Außen säen: mi-Juni - Anfang September
Entkeimen: 5 - 10 Tage
Keimtemperatur: 12 - 25 °C
Saattiefe: ½ - 1 cm
Pflanzabstand: 15 cm
Abstand zwischen die Reihen: 40 cm
Standort: sonnig
Tage bis Ernte: 100 - 120 Tage
Säen Sie den Schwarzen Rettich von Mitte Juni bis Anfang September direkt ins Freiland. Winterrettich wird später ausgesät als Sommerradieschen und benötigt eine längere Kulturzeit, um kräftige und gut entwickelte Knollen zu bilden. Wählen Sie einen sonnigen Standort mit tief gelockertem, humusreichem und gut durchlässigem Boden. Vermeiden Sie verdichtete oder steinige Böden, da die Knollen tief in den Boden wachsen und ausreichend Platz zur Entwicklung benötigen.

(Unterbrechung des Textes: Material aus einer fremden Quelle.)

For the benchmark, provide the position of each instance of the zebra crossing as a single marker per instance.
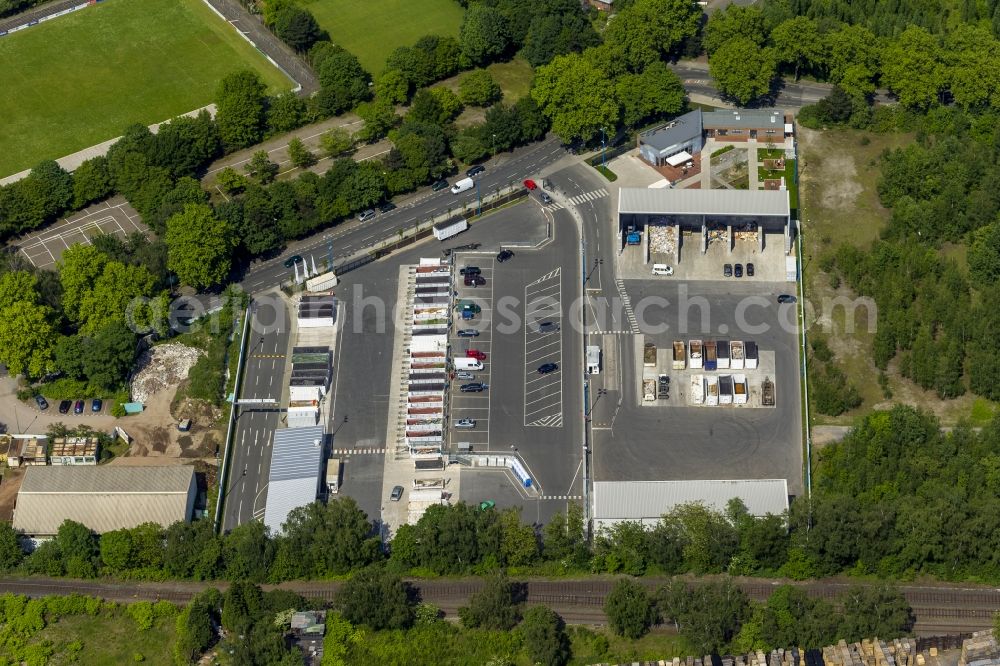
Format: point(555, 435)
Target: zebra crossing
point(627, 304)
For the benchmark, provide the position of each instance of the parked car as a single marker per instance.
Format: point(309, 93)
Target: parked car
point(545, 327)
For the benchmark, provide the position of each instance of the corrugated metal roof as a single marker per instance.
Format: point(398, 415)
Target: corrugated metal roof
point(703, 202)
point(103, 498)
point(295, 470)
point(680, 129)
point(743, 118)
point(648, 500)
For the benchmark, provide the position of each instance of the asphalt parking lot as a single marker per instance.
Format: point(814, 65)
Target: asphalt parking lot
point(634, 442)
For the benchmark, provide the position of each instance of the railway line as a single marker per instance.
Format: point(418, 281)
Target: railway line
point(937, 609)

Ziehen Sie etwa ½ - 1 cm tiefe Saatrillen und säen Sie die Samen dünn mit einem Abstand von etwa 10 cm aus. Bedecken Sie die Samen mit einer dünnen Erdschicht, drücken Sie die Erde leicht an und gießen Sie vorsichtig. Halten Sie den Boden während der Keimphase gleichmäßig feucht. Bei einer Bodentemperatur von 12 - 25 °C keimen die Samen in der Regel innerhalb von 5 - 10 Tagen.
Sobald die jungen Pflanzen groß genug sind, werden sie auf einen Pflanzabstand von 15 cm vereinzelt. Halten Sie einen Reihenabstand von 40 cm ein, damit die Pflanzen genügend Platz zur Ausbildung großer Knollen haben. Gießen Sie regelmäßig, besonders während trockener Wetterperioden. Lassen Sie den Boden niemals vollständig austrocknen, da dies das Wachstum verlangsamen und zähe oder faserige Knollen verursachen kann. Halten Sie den Boden unkrautfrei und lockern Sie ihn bei Bedarf vorsichtig auf, damit die Wurzeln ausreichend mit Luft versorgt werden. Für eine längere Erntezeit können Sie alle 2 - 3 Wochen kleinere Mengen nachsäen.
Die Knollen sind nach etwa 100 - 120 Tagen erntereif. Ernten Sie sie möglichst vor dem ersten starken Frost. Ziehen Sie die Knollen vorsichtig aus dem Boden oder lockern Sie sie mit einer Grabegabel, um Beschädigungen zu vermeiden. Drehen oder schneiden Sie das Laub unmittelbar nach der Ernte ab. Lagern Sie die Knollen an einem kühlen, trockenen und frostfreien Ort, zum Beispiel in Kisten mit leicht feuchtem Sand. Unter diesen Bedingungen sind sie 1 - 2 Monate gut lagerfähig. Schwarzer Rettich gedeiht am besten auf einem nährstoffreichen Boden, der vor der Aussaat mit Kompost angereichert wurde. Eine übermäßige Stickstoffdüngung sollte vermieden werden, da sie vor allem das Blattwachstum fördert und die Knollenbildung beeinträchtigen kann. Pflanzen in großen Kübeln oder Hochbeeten können bei Bedarf während der Wachstumsperiode mit einem organischen Gemüsedünger versorgt werden.